Saturday, October 25, 2008

Week 9:Nobu Fujioka:California Academy of Sciences

I visited California Academy of Sciences in San Francisco last weekend on an architecture field trip. This museum was designed by Italian architect Renzo Piano and completed in 2008. Prior to the trip, we were introduced by our instructor images of the building's rectangular form and hemispherical extrusions on the flat roof, which serve as a roof garden. According to Renzo Piano's official website(http://rpbw.r.ui-pro.com/), the primary goal of the building is to provide a modern facility for exhibition, education, conservation, and research under one roof according to sustainable design strategies. Sinse the ecological roof was so unique and somewhat futuristic in form, I expected the interior to be as innovative as well.

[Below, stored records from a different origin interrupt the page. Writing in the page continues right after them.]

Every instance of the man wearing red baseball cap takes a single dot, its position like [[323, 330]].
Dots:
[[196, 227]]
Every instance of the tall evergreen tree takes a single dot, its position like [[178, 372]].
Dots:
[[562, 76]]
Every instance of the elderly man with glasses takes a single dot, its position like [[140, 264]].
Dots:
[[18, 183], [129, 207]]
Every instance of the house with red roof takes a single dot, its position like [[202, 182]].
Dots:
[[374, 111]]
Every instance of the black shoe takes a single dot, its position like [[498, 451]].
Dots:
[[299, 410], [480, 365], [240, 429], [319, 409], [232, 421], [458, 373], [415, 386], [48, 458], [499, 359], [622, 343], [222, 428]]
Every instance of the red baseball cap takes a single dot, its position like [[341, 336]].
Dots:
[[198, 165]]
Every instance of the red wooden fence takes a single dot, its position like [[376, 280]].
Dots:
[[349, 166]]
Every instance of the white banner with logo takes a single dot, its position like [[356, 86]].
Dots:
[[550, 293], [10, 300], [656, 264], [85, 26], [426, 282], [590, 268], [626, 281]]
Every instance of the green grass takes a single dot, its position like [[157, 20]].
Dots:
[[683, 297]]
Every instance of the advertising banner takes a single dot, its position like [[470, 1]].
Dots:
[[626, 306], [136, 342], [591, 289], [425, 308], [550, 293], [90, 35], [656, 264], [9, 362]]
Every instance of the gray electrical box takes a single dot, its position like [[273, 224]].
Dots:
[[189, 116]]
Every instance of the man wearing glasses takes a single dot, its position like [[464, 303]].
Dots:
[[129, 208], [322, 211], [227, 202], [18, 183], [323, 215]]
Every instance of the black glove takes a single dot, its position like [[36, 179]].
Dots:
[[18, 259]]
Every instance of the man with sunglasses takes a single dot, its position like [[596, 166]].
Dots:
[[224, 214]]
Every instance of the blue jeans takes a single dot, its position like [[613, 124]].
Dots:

However, what I encountered in the hallways were a series of extremely simple Greek columns, not even Doric, with plain capitals. They seemed to respond to the thinner steel columns across the corridor. I became curious of the architect's intention of inserting those Greek columns in a museum dedicated to science and ecology that appears to have little relations with Greek architecture.
Perhaps the Greek columns contributes to the monumentality of the building in the interior, while the half-domes on the roof create a unique form in the exterior. Or maybe they are a reminder of the past, the origin of science and technology, and showing a connection to the exhibitions that are mainly related to nature, such as a rain forest, aquarium, and planitarium.